Japan's first free jazz musicians included drummer Masahiko Togashi, guitarist Masayuki Takayanagi, pianists Yosuke Yamashita and Masahiko Satoh, saxophonist Kaoru Abe, bassist Motoharu Yoshizawa, and trumpeter Itaru Oki. A relatively active free jazz scene behind the iron curtain produced musicians like Janusz Muniak, Tomasz Stańko, Zbigniew Seifert, Vyacheslav Ganelin and Vladimir Tarasov. Some international jazz musicians have come to North America and become immersed in free jazz, most notably Ivo Perelman from Brazil and Gato Barbieri of Argentina (this influence is more evident in Barbieri's early work).

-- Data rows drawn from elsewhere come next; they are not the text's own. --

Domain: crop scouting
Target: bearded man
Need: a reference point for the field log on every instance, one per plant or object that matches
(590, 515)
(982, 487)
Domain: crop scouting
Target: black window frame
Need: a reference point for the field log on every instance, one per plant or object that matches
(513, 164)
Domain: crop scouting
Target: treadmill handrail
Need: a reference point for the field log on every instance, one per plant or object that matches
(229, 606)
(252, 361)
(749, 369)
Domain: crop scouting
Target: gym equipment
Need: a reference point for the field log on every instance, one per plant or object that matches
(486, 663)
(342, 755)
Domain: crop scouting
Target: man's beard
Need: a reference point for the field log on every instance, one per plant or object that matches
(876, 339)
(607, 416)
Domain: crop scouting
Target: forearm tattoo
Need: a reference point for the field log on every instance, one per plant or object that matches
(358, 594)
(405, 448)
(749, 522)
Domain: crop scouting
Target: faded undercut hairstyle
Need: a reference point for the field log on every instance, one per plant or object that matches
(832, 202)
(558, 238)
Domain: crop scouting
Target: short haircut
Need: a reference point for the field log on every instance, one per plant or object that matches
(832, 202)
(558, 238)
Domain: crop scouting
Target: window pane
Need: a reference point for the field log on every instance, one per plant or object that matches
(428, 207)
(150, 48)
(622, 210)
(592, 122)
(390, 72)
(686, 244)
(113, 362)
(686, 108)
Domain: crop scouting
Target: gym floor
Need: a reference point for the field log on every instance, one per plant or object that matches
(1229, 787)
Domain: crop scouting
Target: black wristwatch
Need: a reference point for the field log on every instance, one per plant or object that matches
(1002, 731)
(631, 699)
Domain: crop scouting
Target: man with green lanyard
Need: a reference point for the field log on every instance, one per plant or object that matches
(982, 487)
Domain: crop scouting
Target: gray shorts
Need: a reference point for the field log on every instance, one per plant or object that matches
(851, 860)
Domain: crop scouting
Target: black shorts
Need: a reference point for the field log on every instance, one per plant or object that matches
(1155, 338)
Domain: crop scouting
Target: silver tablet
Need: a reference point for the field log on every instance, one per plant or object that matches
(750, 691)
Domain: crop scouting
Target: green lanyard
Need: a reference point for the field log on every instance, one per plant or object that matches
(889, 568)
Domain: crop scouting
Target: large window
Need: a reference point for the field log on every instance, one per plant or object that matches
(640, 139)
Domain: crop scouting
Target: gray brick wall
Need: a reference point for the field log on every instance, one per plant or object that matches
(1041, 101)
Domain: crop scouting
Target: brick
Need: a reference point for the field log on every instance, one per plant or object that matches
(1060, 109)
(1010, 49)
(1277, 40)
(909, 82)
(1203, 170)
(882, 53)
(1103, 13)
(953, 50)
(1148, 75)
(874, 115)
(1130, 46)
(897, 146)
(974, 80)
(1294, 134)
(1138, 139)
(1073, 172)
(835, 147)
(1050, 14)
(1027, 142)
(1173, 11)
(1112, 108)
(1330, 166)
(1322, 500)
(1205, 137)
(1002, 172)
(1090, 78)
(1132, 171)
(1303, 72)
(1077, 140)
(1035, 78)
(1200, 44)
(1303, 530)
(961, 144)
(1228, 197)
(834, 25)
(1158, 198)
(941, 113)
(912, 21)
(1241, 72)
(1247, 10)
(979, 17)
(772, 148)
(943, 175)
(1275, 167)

South African artists, including early Dollar Brand, Zim Ngqawana, Chris McGregor, Louis Moholo, and Dudu Pukwana experimented with a form of free jazz (and often big-band free jazz) that fused experimental improvisation with African rhythms and melodies. American musicians like Don Cherry, John Coltrane, Milford Graves, and Pharoah Sanders integrated elements of the music of Africa, India, and the Middle East for world-influenced free jazz.